Extrinsic and intrinsic control of macrophage inflammatory responses

Abstract

Macrophages make major contributions to inflammatory immunopathology. In this work, we examine three disease scenarios, in which M1s play a major role early in the disease but eventually transitions into a population of cells with immunoregulatory activity. We propose that the transition from an inflammatory to a regulatory phenotype is a natural progression that regularly occurs in stimulated macrophages and that the timing of this transition is critical to maintaining homeostasis. In the first section of this review, we discuss the exogenous microenvironmental cues that may induce macrophages to enter a regulatory state. In the second half of this review, we discuss a novel mechanism, whereby TLR-stimulated macrophages can intrinsically induce their own regulatory activation state. They do so by secreting and synthesizing endogenous "reprogramming" signals that work in an autocrine fashion to promote a regulatory phenotype. We propose that these endogenous regulatory mechanisms exist to prevent macrophage-mediated immunopathology. Thus, macrophages can respond to endogenous and exogenous cues to regulate their activation state, and without these controlled regulatory responses, M1 would persist to the detriment of the host.

Keywords: inflammation; pathology; regulation.

Figure 1.. Schematic representation of phenotypic markers of macrophages at different stages of disease.

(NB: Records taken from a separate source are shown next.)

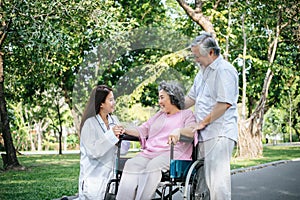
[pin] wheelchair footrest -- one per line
(179, 168)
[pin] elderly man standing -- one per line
(214, 94)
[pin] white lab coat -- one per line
(98, 154)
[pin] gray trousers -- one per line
(217, 154)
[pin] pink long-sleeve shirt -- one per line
(157, 130)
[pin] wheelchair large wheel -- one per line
(193, 181)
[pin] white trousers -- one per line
(141, 177)
(217, 154)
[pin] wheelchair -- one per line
(183, 175)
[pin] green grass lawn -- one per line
(53, 176)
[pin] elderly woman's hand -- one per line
(174, 136)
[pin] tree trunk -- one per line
(10, 160)
(250, 130)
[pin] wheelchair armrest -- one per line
(184, 138)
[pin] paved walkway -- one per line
(272, 181)
(275, 181)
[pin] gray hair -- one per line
(206, 42)
(175, 91)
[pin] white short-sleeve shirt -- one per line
(218, 82)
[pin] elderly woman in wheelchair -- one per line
(142, 174)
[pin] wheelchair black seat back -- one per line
(183, 175)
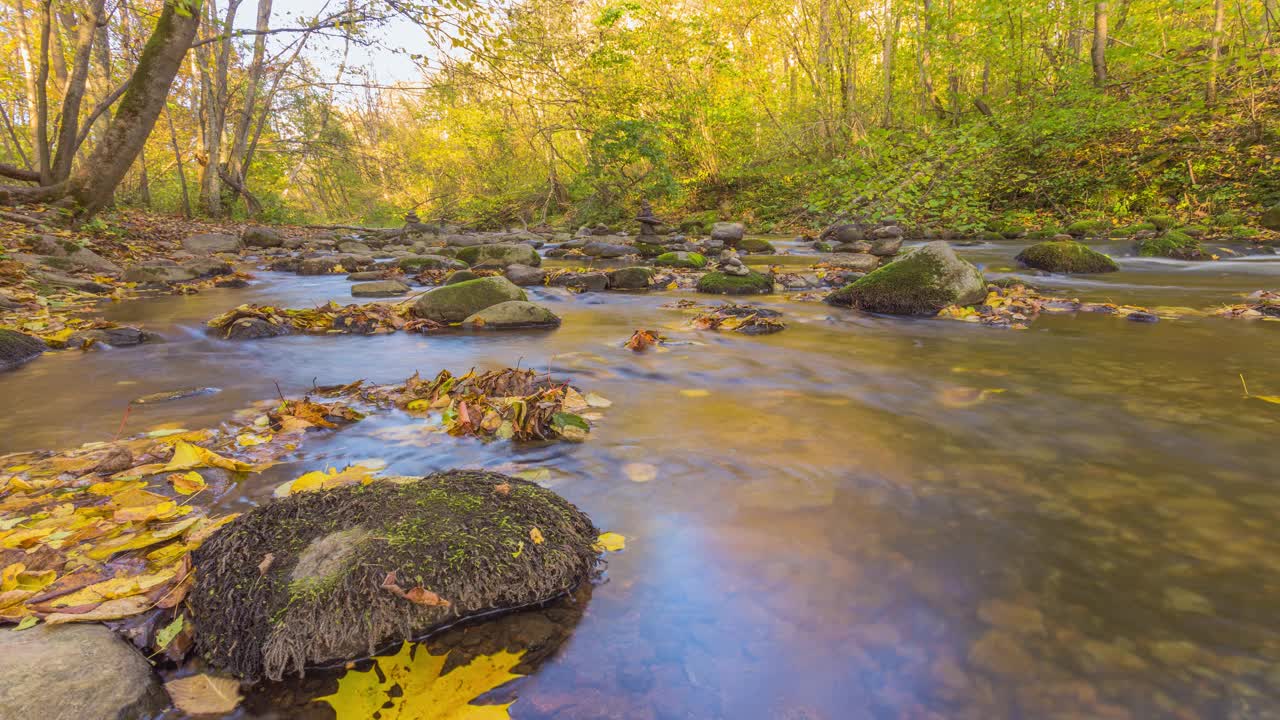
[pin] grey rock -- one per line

During muscle development, tissue damage, and sepsis, the initial macrophage activation state is characterized by the expression of biomarkers associated with inflammation. At later stages of these diseases, macrophages switch to a regulatory activation state by expressing phenotypic markers that suppress inflammation and promote tissue repair. RNI, Reactive nitrogen intermediates; TNFSF, TNF superfamily.

Figure 2.. A model depicting intrinsic regulation of the macrophage activation response.

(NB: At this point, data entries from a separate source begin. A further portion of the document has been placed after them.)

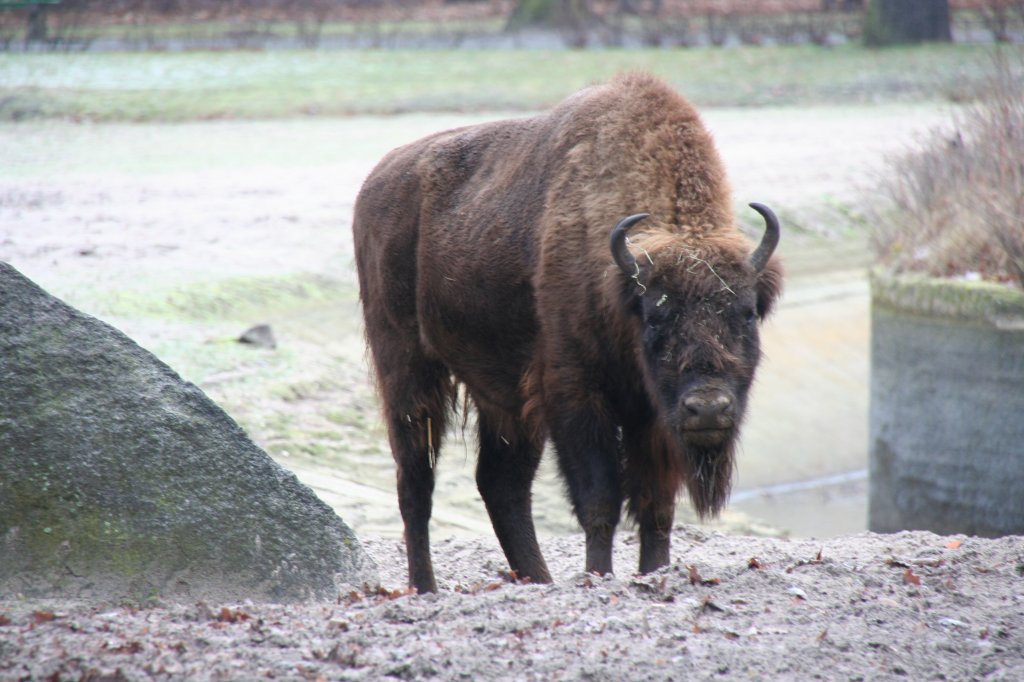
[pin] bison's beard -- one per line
(710, 474)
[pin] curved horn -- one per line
(768, 243)
(627, 263)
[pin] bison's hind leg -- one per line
(419, 395)
(505, 471)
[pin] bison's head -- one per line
(698, 304)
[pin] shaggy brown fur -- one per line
(483, 259)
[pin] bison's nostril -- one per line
(709, 406)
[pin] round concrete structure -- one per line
(947, 407)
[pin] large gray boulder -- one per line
(120, 480)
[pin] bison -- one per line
(496, 257)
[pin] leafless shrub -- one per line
(955, 208)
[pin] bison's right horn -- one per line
(627, 263)
(768, 243)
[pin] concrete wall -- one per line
(946, 428)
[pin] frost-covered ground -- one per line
(912, 605)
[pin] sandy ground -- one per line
(115, 218)
(865, 607)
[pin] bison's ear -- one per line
(620, 251)
(769, 287)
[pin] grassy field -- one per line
(182, 86)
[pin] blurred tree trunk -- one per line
(572, 17)
(37, 31)
(897, 22)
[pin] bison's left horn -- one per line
(627, 263)
(768, 243)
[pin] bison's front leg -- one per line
(504, 476)
(416, 392)
(588, 457)
(652, 479)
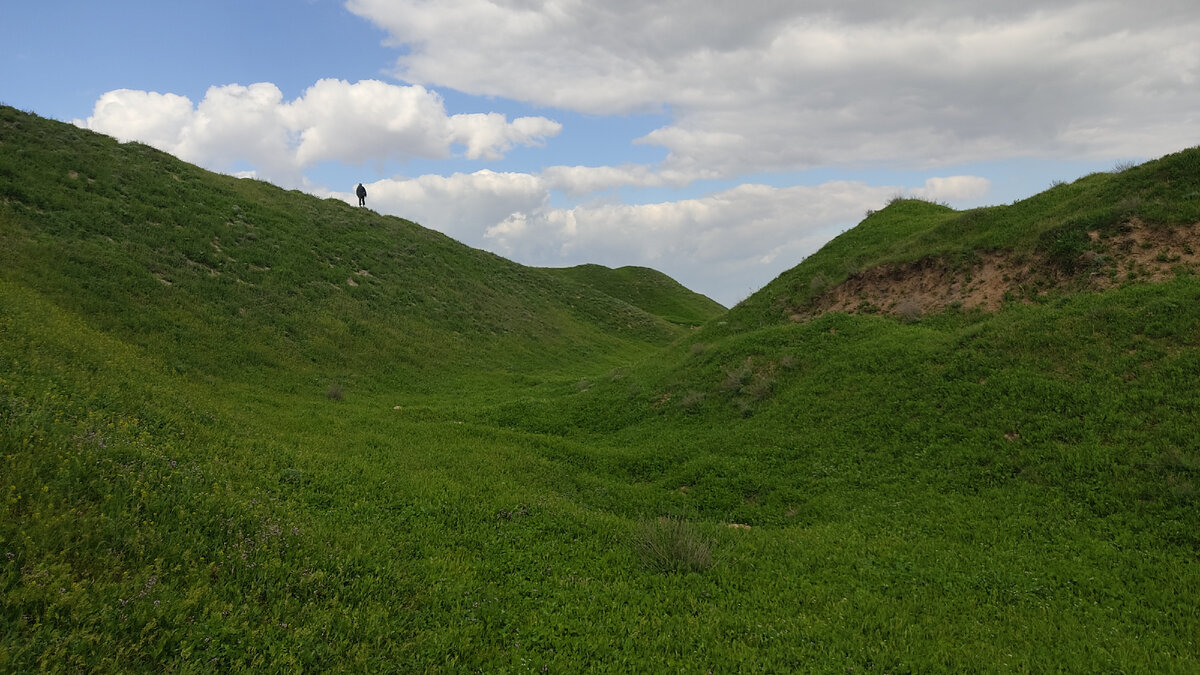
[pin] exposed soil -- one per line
(1139, 252)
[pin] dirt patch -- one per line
(1138, 252)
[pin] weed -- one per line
(672, 544)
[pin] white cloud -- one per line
(333, 120)
(461, 205)
(726, 244)
(953, 189)
(781, 85)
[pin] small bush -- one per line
(819, 284)
(672, 545)
(909, 310)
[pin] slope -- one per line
(953, 491)
(915, 256)
(240, 279)
(647, 290)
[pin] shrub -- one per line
(671, 544)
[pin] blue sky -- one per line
(719, 143)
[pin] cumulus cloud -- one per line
(726, 244)
(780, 85)
(461, 205)
(333, 120)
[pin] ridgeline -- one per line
(243, 428)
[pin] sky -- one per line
(718, 142)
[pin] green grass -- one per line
(183, 491)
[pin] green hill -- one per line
(647, 290)
(217, 453)
(228, 275)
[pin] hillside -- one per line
(246, 429)
(915, 257)
(233, 275)
(649, 291)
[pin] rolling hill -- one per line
(247, 429)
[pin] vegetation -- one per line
(217, 453)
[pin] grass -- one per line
(181, 491)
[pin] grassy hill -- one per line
(217, 453)
(648, 290)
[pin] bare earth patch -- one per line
(1139, 252)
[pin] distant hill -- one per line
(244, 429)
(647, 290)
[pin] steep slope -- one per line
(913, 257)
(233, 276)
(952, 491)
(647, 290)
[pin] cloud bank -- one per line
(334, 120)
(784, 85)
(725, 245)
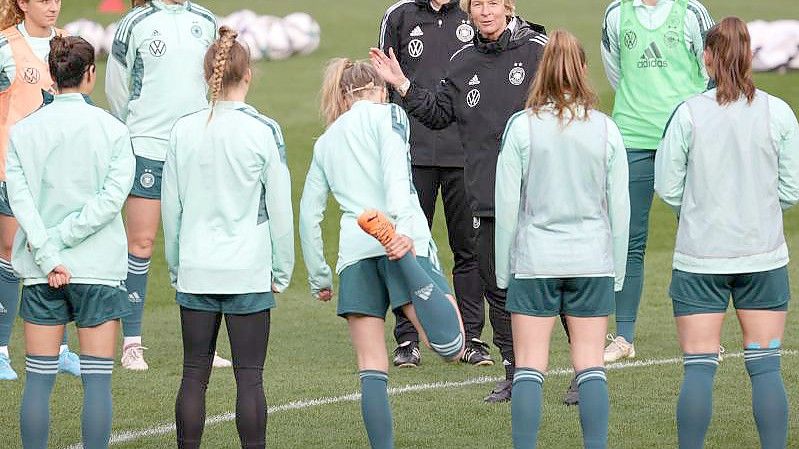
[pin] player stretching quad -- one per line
(154, 76)
(70, 168)
(729, 166)
(563, 213)
(652, 50)
(424, 35)
(486, 83)
(228, 229)
(363, 159)
(28, 26)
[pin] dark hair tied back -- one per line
(69, 59)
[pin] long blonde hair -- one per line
(10, 14)
(562, 80)
(226, 63)
(345, 81)
(730, 48)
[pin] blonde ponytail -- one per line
(226, 63)
(561, 80)
(346, 81)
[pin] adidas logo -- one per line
(424, 292)
(652, 58)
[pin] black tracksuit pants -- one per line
(458, 215)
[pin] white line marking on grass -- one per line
(133, 435)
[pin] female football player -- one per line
(70, 168)
(729, 166)
(562, 211)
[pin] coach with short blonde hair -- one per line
(487, 81)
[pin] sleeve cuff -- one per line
(48, 257)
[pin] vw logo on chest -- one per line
(473, 98)
(416, 48)
(157, 48)
(31, 75)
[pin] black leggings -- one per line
(249, 335)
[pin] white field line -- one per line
(164, 429)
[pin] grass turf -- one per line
(309, 352)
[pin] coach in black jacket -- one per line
(487, 81)
(425, 34)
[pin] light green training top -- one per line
(70, 169)
(728, 171)
(155, 70)
(363, 159)
(8, 68)
(226, 203)
(562, 200)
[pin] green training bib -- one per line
(658, 73)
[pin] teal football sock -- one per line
(769, 400)
(592, 384)
(9, 300)
(137, 291)
(436, 313)
(375, 409)
(34, 414)
(526, 407)
(97, 404)
(695, 405)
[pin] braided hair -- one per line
(10, 14)
(226, 64)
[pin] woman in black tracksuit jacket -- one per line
(487, 81)
(424, 34)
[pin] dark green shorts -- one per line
(694, 293)
(147, 182)
(5, 205)
(372, 286)
(88, 305)
(579, 297)
(238, 304)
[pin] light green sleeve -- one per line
(312, 210)
(618, 198)
(697, 23)
(611, 54)
(46, 252)
(118, 72)
(171, 209)
(277, 180)
(511, 169)
(395, 164)
(785, 133)
(6, 64)
(671, 160)
(107, 203)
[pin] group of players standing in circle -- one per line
(547, 203)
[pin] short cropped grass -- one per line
(309, 352)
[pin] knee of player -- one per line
(141, 245)
(450, 350)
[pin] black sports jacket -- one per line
(486, 83)
(423, 40)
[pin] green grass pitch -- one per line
(310, 356)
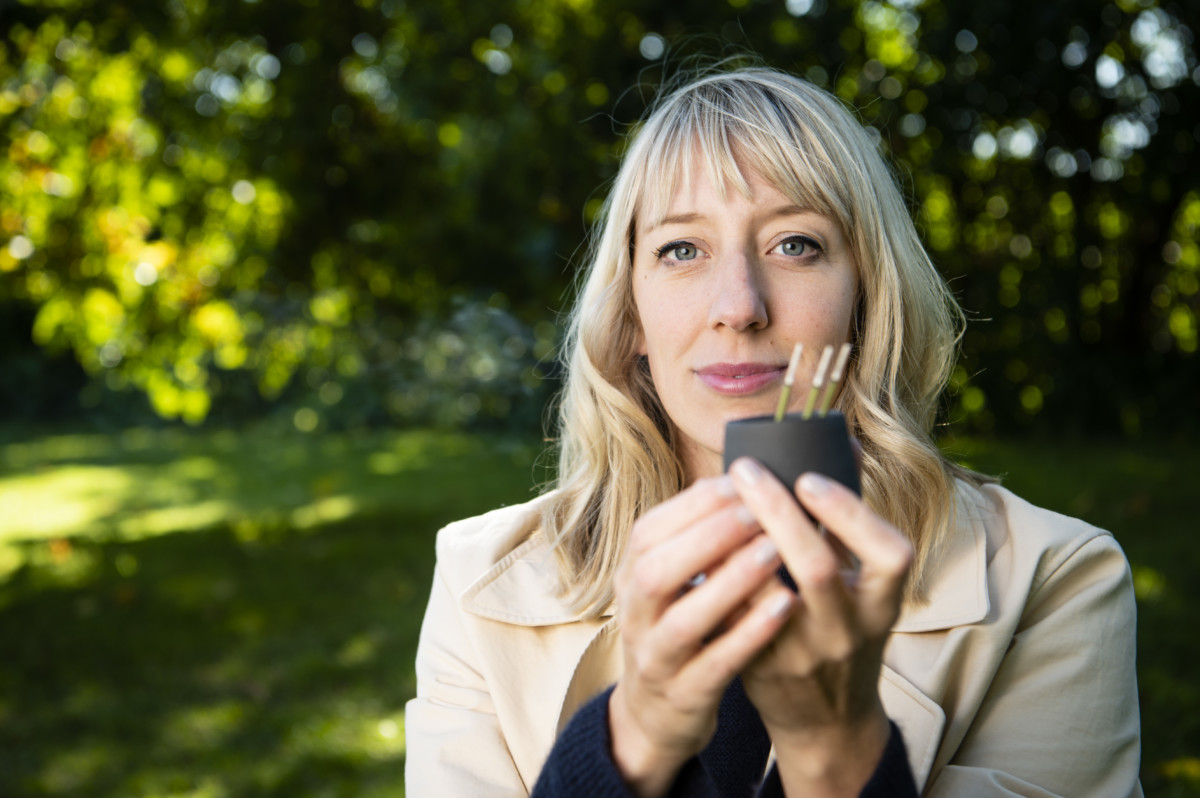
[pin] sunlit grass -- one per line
(235, 613)
(222, 615)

In response to TLR stimulation, macrophages initially induce the expression of proinflammatory mediators and also glycolysis-mediated ATP generation, some of which is released via pannexin-1 (Panx1) channels into the extracellular milieu. Over the next 4 h, macrophages use the ENTPDase1/CD39 to mediate the conversion of eATP to adenosine, which signals via A2bRs (A2R) on the macrophage to dampen inflammatory responses and promote regulatory macrophage development. Blockade of any step of this macrophage-intrinsic regulatory cascade renders macrophages hyperinflammatory.